About FGCs
What is a Family Group Conference?
A family group conference is a meeting of the extended family and friends to make decisions and plans for resolving problems around a child, young person or vulnerable adult.
This may involve, for instance, support for a lone parent, families struggling with alcohol or drug abuse, domestic violence, elder abuse, offending or potential offending behaviour of a young person, or problems with school attendance or behaviour.
The Meeting is in Three Parts:
The first part is chaired by the coordinator who welcomes everyone, and asks the professional people to share their information. The family can ask questions and discuss the situation with them.
Then the family is left by itself for the most important part of the meeting, the private family time, when it will make a plan to help the child, young person or vulnerable adult. Nearly always these plans are far more creative and wide ranging than any made by a group of professionals who do not have the intimate knowledge and life-time commitment of grandparents, children, aunts, uncles, cousins, and close friends.
The third part of the meeting is when everyone comes back together to agree the plan and formalise the commitment to it. Nearly all plans are agreed by everyone at this stage. The family arranges a time to meet again and assess how well the plan is going and any changes that may need to be made.
The meeting is nearly always held in a neutral place, where the family wants it to happen and feels most comfortable. This can be in a community centre for instance. There is always a meal, which indicates both the importance and significance of the meeting and is a normal and positive way in which families celebrate being together.
FGCs – What is the Process?
The process starts with the very careful preparation of everyone for the meeting. This is done by the coordinator, who will try to visit everyone to be invited, and discuss what is involved. He or she will try to smooth out any problems that might deter someone from attending.
The process is very sensitive to the diverse nature of families. It is always in the first language of the family and takes place according to the particular wishes of the family. For instance, some cultures may wish to start with a prayer. Others may wish an elder to open the meeting. It is always held in the first language of the family and translation is provided for those who cannot understand this language.

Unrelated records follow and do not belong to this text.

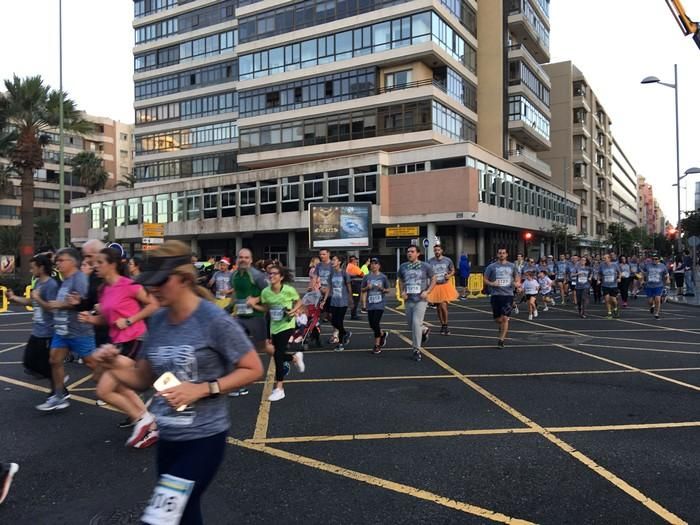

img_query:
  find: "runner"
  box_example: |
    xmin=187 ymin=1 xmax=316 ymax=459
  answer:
xmin=7 ymin=255 xmax=59 ymax=397
xmin=522 ymin=271 xmax=540 ymax=321
xmin=254 ymin=264 xmax=306 ymax=401
xmin=618 ymin=255 xmax=634 ymax=308
xmin=398 ymin=246 xmax=436 ymax=361
xmin=574 ymin=255 xmax=593 ymax=319
xmin=362 ymin=258 xmax=390 ymax=355
xmin=643 ymin=254 xmax=671 ymax=319
xmin=598 ymin=254 xmax=621 ymax=319
xmin=555 ymin=253 xmax=571 ymax=306
xmin=96 ymin=241 xmax=263 ymax=524
xmin=32 ymin=248 xmax=96 ymax=412
xmin=229 ymin=248 xmax=274 ymax=397
xmin=321 ymin=255 xmax=362 ymax=352
xmin=428 ymin=243 xmax=459 ymax=335
xmin=208 ymin=257 xmax=233 ymax=308
xmin=78 ymin=248 xmax=160 ymax=442
xmin=537 ymin=271 xmax=554 ymax=312
xmin=484 ymin=248 xmax=520 ymax=348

The principles on which this process is based include the belief that any plan made by a family themselves is much more likely to be successful than one that has been imposed on them by outsiders. It helps all family members to have a voice in what happens. This includes the child, young person or vulnerable adult for whom the meeting may be held. It respects the importance and dignity of everyone.
It also brings in a whole network of people other than the immediate family to share the problem and offer solutions. These include the wider family network and also often the local community. For instance, a youth leader, local church members or someone from a local voluntary organisation may be invited by the family.

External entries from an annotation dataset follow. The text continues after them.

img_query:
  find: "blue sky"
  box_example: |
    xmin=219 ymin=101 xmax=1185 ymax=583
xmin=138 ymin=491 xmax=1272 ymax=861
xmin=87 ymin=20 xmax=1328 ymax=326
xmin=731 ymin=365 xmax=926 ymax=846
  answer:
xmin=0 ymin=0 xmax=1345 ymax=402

It builds on the strengths of families and communities rather than leaving individual family members to struggle on their own.
Daybreak is also developing Community Group Conferences, bringing together people from a neighbourhood who have been affected by a situation such as anti social behaviour. This includes both those who have been harmed as well as those doing the harming, and their families. It shares the basic principles and values of FGCs.
The model is based on empowering the widest possible network of extended family members and friends to participate in decision making about a member of their own family. It recognises that family members have a life-long commitment to each other, and an intimate knowledge of family history that goes back a long time. It encourages and enables family members to bring a wide range of their own resources to the meeting.
The coordinator will ensure that high quality information is presented to the meeting for sharing and discussing. This includes information about the issue to be resolved, and also information about professional resources that are available to the family. Because the family chooses what they feel to be the most appropriate to their situation, there is a much higher chance of everyone being committed to the plan. It is difficult to be committed to a plan that has been devised by others for you to implement.
The active participation of children, young people and vulnerable adults in their own FGC is central to the model. In respect to child welfare, for instance, there is a consistently high proportion of children and young people who attend their own meeting and feel that they were heard by the adults present and treated with respect and dignity. This is in stark contrast to professionally biased meetings, such as Child Protection Conferences.